Student newsrooms big and small are constantly facing difficult situations, including the loss of funding, preserving independence, downsizing staff and losing editorial freedom through censorship by their university’s administration.
In a time when both true and false information are nearly indiscernible at first glance, and spread so rapidly, it is even more important for the news to be accurate and fair. Accurate and fair reporting is born in school newsrooms where student journalists learn by doing what professional journalists do every day.
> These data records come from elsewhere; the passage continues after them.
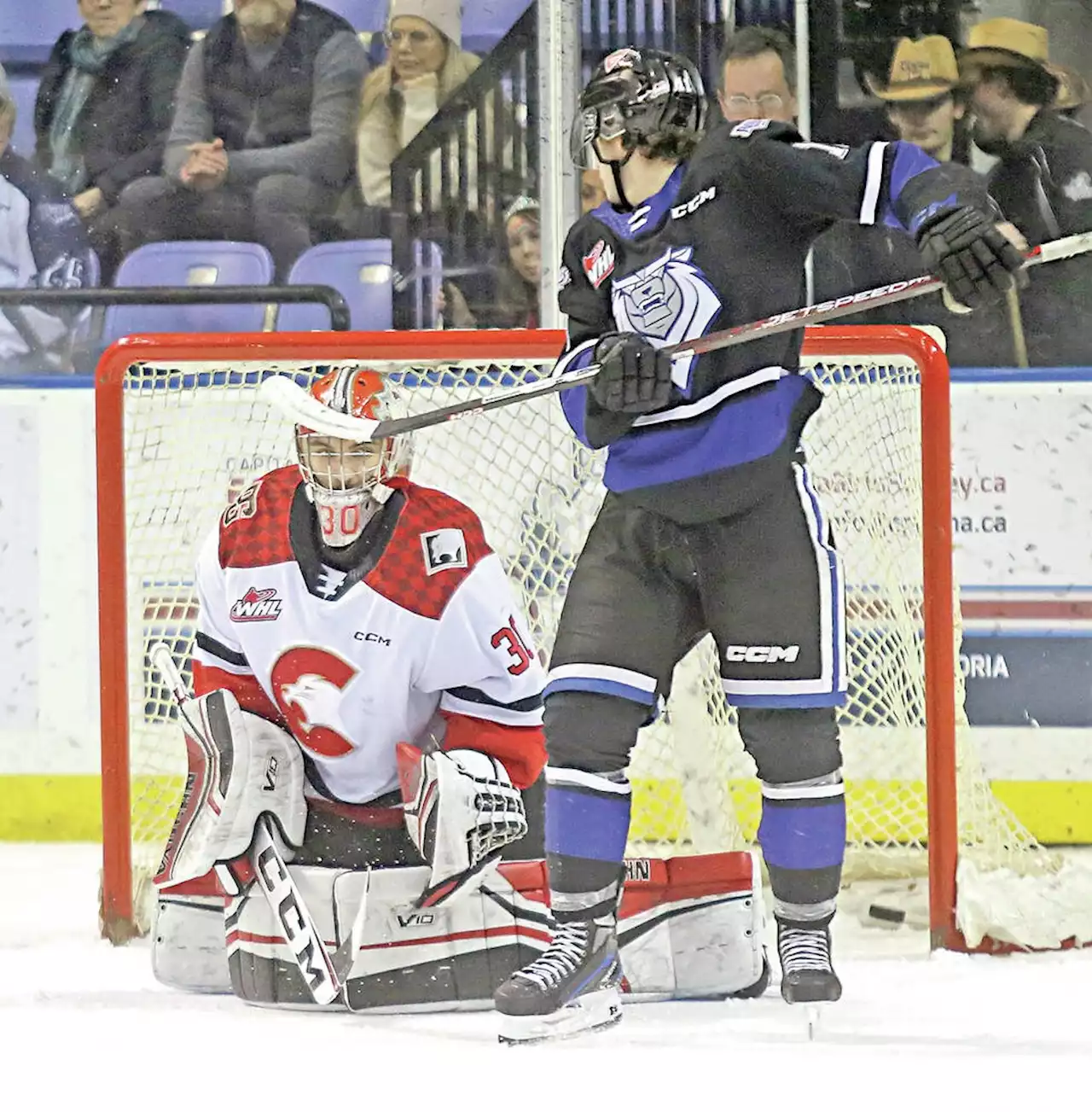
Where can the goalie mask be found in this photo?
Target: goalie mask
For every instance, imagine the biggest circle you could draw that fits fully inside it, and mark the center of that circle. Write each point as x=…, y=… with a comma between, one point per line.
x=642, y=96
x=346, y=480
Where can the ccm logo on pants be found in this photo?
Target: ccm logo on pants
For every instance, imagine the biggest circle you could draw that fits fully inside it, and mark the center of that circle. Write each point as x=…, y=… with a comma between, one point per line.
x=762, y=654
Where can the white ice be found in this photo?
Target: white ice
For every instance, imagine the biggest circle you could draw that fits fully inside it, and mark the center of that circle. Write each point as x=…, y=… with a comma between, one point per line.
x=84, y=1026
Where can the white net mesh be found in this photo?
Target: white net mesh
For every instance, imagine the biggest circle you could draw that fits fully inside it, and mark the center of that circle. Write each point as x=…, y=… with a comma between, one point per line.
x=194, y=437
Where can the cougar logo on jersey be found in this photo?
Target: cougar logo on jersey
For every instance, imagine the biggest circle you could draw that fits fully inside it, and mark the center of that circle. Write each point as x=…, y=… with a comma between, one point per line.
x=444, y=550
x=762, y=654
x=669, y=301
x=598, y=264
x=308, y=684
x=257, y=606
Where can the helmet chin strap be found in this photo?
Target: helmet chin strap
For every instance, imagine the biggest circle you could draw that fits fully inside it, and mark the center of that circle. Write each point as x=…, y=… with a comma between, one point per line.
x=616, y=165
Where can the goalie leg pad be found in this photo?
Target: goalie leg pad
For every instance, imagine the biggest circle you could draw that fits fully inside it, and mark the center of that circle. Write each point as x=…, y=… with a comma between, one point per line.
x=187, y=933
x=241, y=767
x=263, y=969
x=688, y=929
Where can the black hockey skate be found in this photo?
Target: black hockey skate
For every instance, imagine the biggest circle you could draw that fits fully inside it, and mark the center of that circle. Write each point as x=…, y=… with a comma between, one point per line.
x=571, y=987
x=806, y=973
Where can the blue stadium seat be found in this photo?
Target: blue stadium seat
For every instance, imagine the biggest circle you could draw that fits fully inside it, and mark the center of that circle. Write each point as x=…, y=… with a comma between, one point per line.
x=199, y=15
x=24, y=91
x=363, y=15
x=190, y=263
x=359, y=269
x=29, y=28
x=486, y=22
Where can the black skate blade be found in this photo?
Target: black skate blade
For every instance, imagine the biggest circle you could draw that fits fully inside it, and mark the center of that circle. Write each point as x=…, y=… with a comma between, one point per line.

The college campus is not immune to the problems of the world, and the combination of people from many different social, political and economic backgrounds can lead to very real conflicts that must be reported on.
Recently, The Daily Orange of Syracuse University took the lead in extraordinary coverage of racism within the Theta Tau fraternity. Last semester, The Collegian reported on a student dressing in blackface, as well as white-supremacist activity on campus.
It was student journalists who were first on the scene of the Marjory Stoneman Douglas school shooting.
Whether it’s conflict on campus, collegiate sports or a Students’ Association meeting, college newsrooms report on everything from the eye-catching to the mundane. Most importantly, student newsrooms keep a record of one of the most important institutions in this country: education.
Students deserve to know where the university is putting their tuition money and what decisions the administration is making on their behalf. Student media also plays a vital role in recording pivotal moments in its university’s history.
The Collegian remains an independent publication from the university. We are fortunate to freely report on issues that matter to students, faculty and community members.
Every week, we work into the early hours of the morning to produce accurate, timely and important news which informs and educates the campus community. Many of us spend more time working at the newspaper than we do in class.
We, at The Collegian, stand in solidarity with student journalists across the nation in dedication to ethical journalism and our role in reporting on the truth while “writing the first drafts of history.”
The Collegian Editorial Board meets weekly and agrees on the issue of the editorial. The editorial represents the opinion of The Collegian.